I would have to DISAGREE with the comments some people have made in regards to a hospital being safer. A midwife is completely capable of everything, including administering an epidural, should you need one. They are registered nurses, before they can even consider being a midwife. They also need to take 3 yrs of schooling, plus internship, with OBGYN doctors, so they end up with an incredible amount of training. The only thing she cant do for you is a C section for obvious reasons.
I find that they are much more focused on their patients, where docs can be so overloaded, that they dont have a half hour to devote to your appointments. Ive also found that you can always have someone to call to ask questions. With docs, tends to be just office hours.

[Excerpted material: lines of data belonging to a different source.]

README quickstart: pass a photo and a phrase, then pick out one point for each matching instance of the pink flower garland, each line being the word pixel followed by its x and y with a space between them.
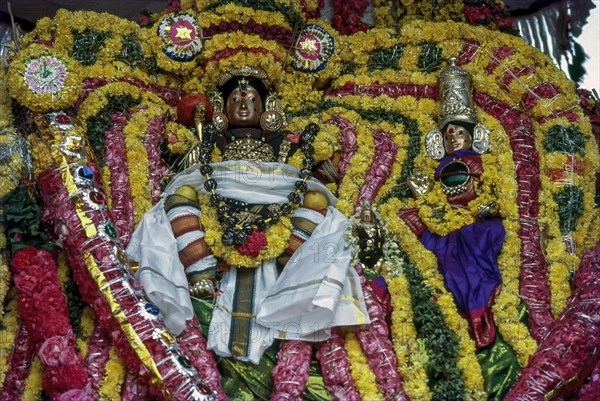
pixel 348 142
pixel 169 95
pixel 96 359
pixel 19 366
pixel 590 390
pixel 335 368
pixel 156 165
pixel 375 341
pixel 534 283
pixel 290 375
pixel 572 349
pixel 116 161
pixel 381 167
pixel 124 289
pixel 193 344
pixel 43 308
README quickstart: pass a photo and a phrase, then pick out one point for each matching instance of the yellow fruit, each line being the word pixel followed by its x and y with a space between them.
pixel 315 200
pixel 187 192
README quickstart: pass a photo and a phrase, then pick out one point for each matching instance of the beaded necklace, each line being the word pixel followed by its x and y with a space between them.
pixel 235 230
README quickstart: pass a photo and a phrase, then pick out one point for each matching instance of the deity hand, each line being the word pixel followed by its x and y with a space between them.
pixel 489 211
pixel 204 288
pixel 419 184
pixel 370 239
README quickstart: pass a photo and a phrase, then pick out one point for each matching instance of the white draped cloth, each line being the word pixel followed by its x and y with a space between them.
pixel 317 289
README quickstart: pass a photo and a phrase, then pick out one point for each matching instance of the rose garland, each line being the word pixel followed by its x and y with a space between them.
pixel 290 375
pixel 45 314
pixel 335 365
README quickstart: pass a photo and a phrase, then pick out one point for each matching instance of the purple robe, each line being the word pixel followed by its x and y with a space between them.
pixel 468 260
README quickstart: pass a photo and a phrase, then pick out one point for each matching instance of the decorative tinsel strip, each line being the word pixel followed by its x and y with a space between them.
pixel 571 350
pixel 335 366
pixel 392 90
pixel 375 341
pixel 116 161
pixel 290 375
pixel 106 285
pixel 156 166
pixel 19 365
pixel 135 388
pixel 534 282
pixel 381 167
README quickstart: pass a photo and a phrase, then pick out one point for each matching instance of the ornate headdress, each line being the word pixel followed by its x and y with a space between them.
pixel 456 96
pixel 273 118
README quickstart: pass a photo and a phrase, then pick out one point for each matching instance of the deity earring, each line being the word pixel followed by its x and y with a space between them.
pixel 220 121
pixel 273 119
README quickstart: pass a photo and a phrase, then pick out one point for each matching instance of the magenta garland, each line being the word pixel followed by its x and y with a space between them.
pixel 43 308
pixel 19 366
pixel 335 368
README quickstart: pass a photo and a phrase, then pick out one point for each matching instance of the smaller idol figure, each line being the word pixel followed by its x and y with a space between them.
pixel 468 256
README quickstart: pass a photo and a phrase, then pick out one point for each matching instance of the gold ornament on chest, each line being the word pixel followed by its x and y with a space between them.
pixel 249 149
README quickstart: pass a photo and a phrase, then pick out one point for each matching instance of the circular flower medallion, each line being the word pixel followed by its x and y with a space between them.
pixel 45 74
pixel 181 36
pixel 313 48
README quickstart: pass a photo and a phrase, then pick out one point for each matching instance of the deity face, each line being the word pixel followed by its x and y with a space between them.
pixel 366 216
pixel 244 108
pixel 456 138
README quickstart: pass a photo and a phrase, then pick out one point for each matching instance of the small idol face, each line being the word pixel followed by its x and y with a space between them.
pixel 244 108
pixel 456 138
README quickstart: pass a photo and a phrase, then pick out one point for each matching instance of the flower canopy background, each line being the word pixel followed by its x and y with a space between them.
pixel 116 83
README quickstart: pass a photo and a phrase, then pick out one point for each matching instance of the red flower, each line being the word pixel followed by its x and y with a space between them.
pixel 254 244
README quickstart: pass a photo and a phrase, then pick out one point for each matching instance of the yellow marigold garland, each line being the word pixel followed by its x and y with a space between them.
pixel 10 323
pixel 33 384
pixel 427 264
pixel 404 337
pixel 137 159
pixel 363 376
pixel 114 375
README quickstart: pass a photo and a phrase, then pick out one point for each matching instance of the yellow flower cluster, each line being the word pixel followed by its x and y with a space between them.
pixel 10 323
pixel 137 158
pixel 180 138
pixel 363 376
pixel 277 238
pixel 411 362
pixel 427 265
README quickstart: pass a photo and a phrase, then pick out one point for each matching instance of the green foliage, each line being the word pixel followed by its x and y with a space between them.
pixel 74 303
pixel 381 59
pixel 441 343
pixel 430 58
pixel 132 54
pixel 86 44
pixel 400 189
pixel 564 140
pixel 97 125
pixel 265 5
pixel 570 207
pixel 349 67
pixel 22 220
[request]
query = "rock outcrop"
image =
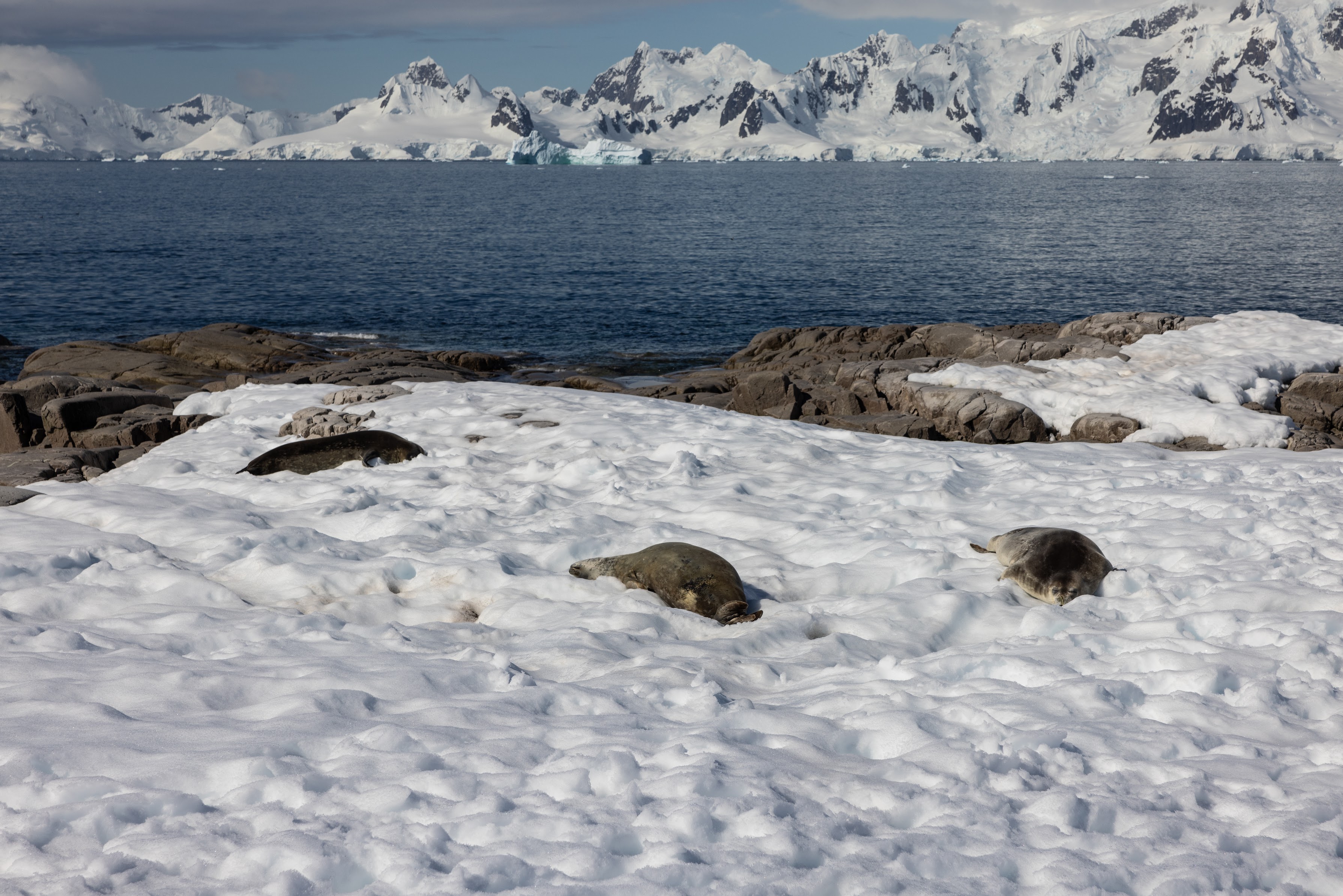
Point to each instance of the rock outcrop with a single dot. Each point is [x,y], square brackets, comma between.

I think that if you are really serious about having a home birth, you should check out exactly what a midwife can offer you, and what a doctor can offer you at a hospital. Take a tour of the local hospital and see what their labour and delivery wing looks like. That way you will be able to make a really well informed decision about what would work best for you.
Hope it helps
April 21st, 2010 at 2:00 pm
I had my first baby at a hospital, and I will never set foot in a hospital maternity ward again, barring a life-threatening emergency. I am pregnany again, and planning a home birth with a CPM (certified professional midwife). We had originally wanted to use a birth center, but it was too expensive and I really wanted a home birth. The center was just a compromise with my husband.
Read everything you can about natural childbirth. Make sure you understand the physiology of birth and know what to expect. Find a midwife you trust, educate yourself, and be prepared to transfer if needed, but do not plan on it. Statistics show that home birth in a low-risk pregnancy is as safe as a hospital for a first time mom, and at least as safe if not safer for a mom who has had a baby before.

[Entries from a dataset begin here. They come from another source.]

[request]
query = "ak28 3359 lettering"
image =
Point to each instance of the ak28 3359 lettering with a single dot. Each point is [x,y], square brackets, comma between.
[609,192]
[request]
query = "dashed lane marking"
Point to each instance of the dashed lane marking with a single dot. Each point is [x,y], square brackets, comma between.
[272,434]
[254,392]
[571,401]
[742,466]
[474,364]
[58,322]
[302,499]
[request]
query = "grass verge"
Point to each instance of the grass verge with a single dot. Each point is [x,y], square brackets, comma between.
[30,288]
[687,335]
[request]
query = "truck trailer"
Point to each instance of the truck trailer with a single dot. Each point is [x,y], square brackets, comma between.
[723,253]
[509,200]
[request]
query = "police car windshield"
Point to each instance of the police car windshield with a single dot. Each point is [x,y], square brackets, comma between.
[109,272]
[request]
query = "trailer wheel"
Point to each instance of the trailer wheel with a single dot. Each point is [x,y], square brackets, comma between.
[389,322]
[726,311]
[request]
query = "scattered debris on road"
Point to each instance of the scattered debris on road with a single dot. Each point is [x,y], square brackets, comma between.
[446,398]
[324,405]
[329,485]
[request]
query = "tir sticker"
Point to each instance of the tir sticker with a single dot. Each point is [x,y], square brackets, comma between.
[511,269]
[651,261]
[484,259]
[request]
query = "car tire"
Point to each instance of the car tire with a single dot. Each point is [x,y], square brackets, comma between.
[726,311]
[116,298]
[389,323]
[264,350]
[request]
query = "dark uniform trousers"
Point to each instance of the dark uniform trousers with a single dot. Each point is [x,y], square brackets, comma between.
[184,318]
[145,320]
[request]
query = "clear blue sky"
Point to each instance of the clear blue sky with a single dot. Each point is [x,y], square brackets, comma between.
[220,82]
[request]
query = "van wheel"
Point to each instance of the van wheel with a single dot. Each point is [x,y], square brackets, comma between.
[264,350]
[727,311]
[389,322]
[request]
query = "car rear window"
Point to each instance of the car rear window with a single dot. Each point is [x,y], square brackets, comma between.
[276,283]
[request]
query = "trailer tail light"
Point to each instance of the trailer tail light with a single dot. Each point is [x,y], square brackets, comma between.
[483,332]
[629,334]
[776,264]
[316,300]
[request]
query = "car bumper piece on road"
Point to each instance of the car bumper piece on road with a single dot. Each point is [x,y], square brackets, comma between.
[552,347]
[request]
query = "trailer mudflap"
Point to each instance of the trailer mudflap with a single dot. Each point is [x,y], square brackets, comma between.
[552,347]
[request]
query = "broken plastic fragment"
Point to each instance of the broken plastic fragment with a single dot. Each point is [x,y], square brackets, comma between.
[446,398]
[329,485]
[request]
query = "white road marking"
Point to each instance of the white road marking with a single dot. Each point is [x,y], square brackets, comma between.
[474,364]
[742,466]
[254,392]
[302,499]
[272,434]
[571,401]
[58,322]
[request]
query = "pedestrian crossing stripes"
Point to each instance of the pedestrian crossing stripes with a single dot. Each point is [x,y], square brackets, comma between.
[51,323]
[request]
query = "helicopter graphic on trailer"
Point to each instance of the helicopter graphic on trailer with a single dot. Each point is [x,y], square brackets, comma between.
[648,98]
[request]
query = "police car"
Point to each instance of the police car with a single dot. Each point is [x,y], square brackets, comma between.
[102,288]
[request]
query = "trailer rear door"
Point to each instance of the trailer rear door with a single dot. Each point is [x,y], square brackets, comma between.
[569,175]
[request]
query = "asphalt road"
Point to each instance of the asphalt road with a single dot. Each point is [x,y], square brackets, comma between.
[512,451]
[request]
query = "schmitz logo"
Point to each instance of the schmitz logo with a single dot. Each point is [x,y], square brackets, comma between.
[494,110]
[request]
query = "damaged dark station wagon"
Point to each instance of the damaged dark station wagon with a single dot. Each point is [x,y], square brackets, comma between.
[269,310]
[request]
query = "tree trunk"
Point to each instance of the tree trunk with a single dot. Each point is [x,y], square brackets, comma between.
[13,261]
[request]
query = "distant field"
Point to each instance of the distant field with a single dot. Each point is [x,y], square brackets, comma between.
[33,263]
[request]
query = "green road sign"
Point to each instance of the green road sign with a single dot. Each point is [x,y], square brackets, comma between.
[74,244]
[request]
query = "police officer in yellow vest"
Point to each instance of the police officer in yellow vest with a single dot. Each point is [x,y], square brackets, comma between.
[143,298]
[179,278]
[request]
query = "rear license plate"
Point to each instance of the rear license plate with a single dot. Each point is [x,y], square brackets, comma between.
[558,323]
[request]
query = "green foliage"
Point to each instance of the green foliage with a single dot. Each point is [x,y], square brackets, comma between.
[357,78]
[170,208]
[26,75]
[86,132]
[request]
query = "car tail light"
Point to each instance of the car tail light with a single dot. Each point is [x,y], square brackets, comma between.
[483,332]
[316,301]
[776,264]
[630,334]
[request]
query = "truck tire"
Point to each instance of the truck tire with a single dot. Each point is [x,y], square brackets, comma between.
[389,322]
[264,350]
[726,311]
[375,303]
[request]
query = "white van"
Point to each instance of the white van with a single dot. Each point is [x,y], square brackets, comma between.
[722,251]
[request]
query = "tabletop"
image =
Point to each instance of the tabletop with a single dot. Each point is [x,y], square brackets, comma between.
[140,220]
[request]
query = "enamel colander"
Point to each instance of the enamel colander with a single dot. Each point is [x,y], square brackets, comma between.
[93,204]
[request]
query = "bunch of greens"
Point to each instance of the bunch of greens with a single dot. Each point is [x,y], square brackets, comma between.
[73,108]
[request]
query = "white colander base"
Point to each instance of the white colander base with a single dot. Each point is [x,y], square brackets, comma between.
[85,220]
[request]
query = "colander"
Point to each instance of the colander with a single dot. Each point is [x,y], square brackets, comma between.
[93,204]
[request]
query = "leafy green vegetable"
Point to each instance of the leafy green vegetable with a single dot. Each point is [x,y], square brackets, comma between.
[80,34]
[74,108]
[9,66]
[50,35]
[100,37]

Good luck and congratulations on your pregnancy!
ETA: Midwives DO have a fetal monitor, I don’t know why so many people think they don’t. They don’t use constant fetal monitoring, because it is proven to increase the c-section rate and actually causes more problems than it prevents. It was never meant to be used universally the way it is in hospitals today; it was intended for high-risk labors only. Intermittent fetal monitoring is more effective, and allows mom to move around, so it doesn’t slow down labor. Midwives also carry Pitocin to prevent maternal hemorrhage, and can handle any complication that comes up, even if it is stabilizing mom and baby for an ambulance ride to the hospital. Often, a home birth mama can be in the OR getting a stat c-section faster than a woman in the hospital, because the midwife calls the hospital while she is waiting on the ambulance so that they can prep the OR. If you can get to the hospital in less than 20 minutes, you are likely to be in surgery faster than a mom who labored in the hospital.